Una premisa que parece querer establecer el tono de su propuesta, como si pretendiera dejar constancia (¿ante quién?) de su posición, si bien los hechos narrados posteriormente y el desarrollo de su artefacto dramático harán olvidar este arranque, que, finalmente, tendrá poca incidencia en la trama.
Frente a esta toma de postura, Echevarría entraba en tromba estableciendo sin fisuras su condena a la banda. No es que la directora vasca refute ni sostenga la acotación aportada por Yanes; es simplemente que lo ignora o no ha pensado en ello, cosa que, en este juego de comparaciones, sitúa ahora a su película en otra posición de salida. En la película de Echevarría no hay un antes ni después, todo es un continuo de lo mismo. Que cada uno escoja su bando.
Dejando de lado este primer aspecto, ambas películas se adentran en el mismo universo dramático. Pero donde Echevarría apelaba a las reglas del relato clásico, con su principio, nudo y desenlace, Yanes estructura su trabajo con unos juegos temporales en los que el pasado y el presente se entremezclan de manera algo más compleja, dialogando entre sí.
Ambas propuestas, sin embargo, no se desmerecen, sino que potencian y dan cuenta de la vigencia de dos maneras diferentes de enfrentarse al primer desafío que encontraron los dos directores: la representación de un lapso de tiempo narrativo muy amplio.

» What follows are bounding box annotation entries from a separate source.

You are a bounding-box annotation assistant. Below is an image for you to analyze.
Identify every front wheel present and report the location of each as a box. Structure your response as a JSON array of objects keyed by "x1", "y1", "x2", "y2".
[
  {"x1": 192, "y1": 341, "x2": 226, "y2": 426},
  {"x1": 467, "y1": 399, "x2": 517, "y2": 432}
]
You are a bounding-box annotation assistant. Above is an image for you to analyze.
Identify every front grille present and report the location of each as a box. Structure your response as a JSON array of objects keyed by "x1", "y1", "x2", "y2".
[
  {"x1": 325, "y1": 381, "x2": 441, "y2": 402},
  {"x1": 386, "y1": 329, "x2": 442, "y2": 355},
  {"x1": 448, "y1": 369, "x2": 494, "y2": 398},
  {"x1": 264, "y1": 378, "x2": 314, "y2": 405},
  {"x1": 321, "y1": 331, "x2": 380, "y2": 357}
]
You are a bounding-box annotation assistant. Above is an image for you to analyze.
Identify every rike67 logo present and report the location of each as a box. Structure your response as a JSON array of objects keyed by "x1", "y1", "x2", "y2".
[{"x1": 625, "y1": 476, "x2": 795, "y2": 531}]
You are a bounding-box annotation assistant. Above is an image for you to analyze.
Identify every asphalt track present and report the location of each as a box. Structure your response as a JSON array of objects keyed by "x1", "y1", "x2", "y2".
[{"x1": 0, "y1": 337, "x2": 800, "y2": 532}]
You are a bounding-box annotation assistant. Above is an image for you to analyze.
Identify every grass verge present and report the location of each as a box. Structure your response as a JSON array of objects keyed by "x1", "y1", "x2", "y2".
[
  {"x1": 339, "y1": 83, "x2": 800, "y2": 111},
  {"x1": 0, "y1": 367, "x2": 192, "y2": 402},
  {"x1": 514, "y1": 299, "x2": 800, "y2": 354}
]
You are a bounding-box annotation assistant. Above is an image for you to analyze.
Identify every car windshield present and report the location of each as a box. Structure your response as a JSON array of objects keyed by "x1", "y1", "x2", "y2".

Como veremos en ambas películas, tanto Amaia como Arantxa, la protagonista de la cinta de Echevarría, pasan casi diez años infiltradas en la banda, y trasladar a la pantalla ese discurrir temporal, sin perder la medida propia de la historia (118 minutos en el caso de Echevarría, apenas 105 en el de Yanes), suponía un desafío del que ambos proyectos saldrán airosos.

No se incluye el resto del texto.